Find $a+b+c$ to the nearest integer

Question

I am learning Solving Equations and encounter this problem. I have no clue how to proceed.

Suppose $a$, $b$, and $c$ are positive integers such that $ab$=18, $bc=24$, and $ac=48$. Find $a+b+c$ to the nearest integer.

Answer 1

To find $a$: $$\frac{ab\cdot ac}{bc}=a^2$$ $$\frac{18\cdot 48}{24}=a^2$$ $$a^2=36$$ $$a=6$$

To find $b$: $$\frac{ab\cdot bc}{ac}=b^2$$ $$\frac{18\cdot 24}{48}=b^2$$ $$b^2=9$$ $$b=3$$

To find $c$: $$\frac{ac\cdot bc}{ab}=c^2$$ $$\frac{48\cdot 24}{18}=c^2$$ $$c^2=64$$ $$c=8$$

Hence: $$a+b+c=6+3+8=17$$

Answer 2

Notice that $$abc(a+b+c)=a^2bc+ab^2c+abc^2=(ab)(ca)+(ab)(bc)+(ca)(bc)$$ Also $$(abc)^2=(ab)(bc)(ca)$$

$\therefore$ $$a+b+c\ =\ \frac{(ab)(ca)+(ab)(bc)+(ca)(bc)}{\sqrt{(ab)(bc)(ca)}}$$

Answer 3

Being lazy (I am), considering $$ab=18 \qquad bc=24 \qquad ac=48$$ proceed by successive eliminations that is to say $b=\frac{18}a$, $c=\frac{48}a$. Using the middle equation $$bc=\frac{18}a \times\frac{48}a=\frac{864}{a^2}=24\implies a^2=\frac{864}{24}=36\implies a=6$$ which implies $b=3$ and $c=8$.
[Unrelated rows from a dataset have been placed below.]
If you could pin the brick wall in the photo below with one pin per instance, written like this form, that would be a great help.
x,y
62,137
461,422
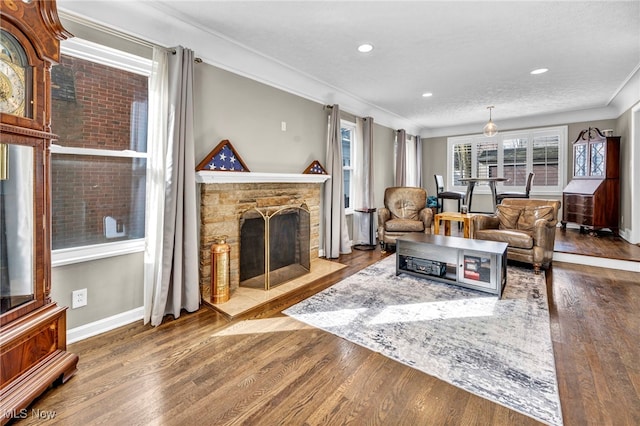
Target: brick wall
x,y
221,206
95,106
Making the problem more general such as $$ab=X \qquad bc=Y \qquad ac=Z$$ and doing the same (assuming $X,Y,Z>0$), you should arrive to $$a=\frac{\sqrt{XZ}} {\sqrt{Y}}\qquad b=\frac{\sqrt{XY}} {\sqrt{Z}}\qquad c=\frac{\sqrt{YZ}} {\sqrt{X}}\implies a+b+c=\frac{XY+XZ+YZ}{\sqrt{XYZ}}$$ which will be solution for any values (integer or not) of $X,Y,Z$.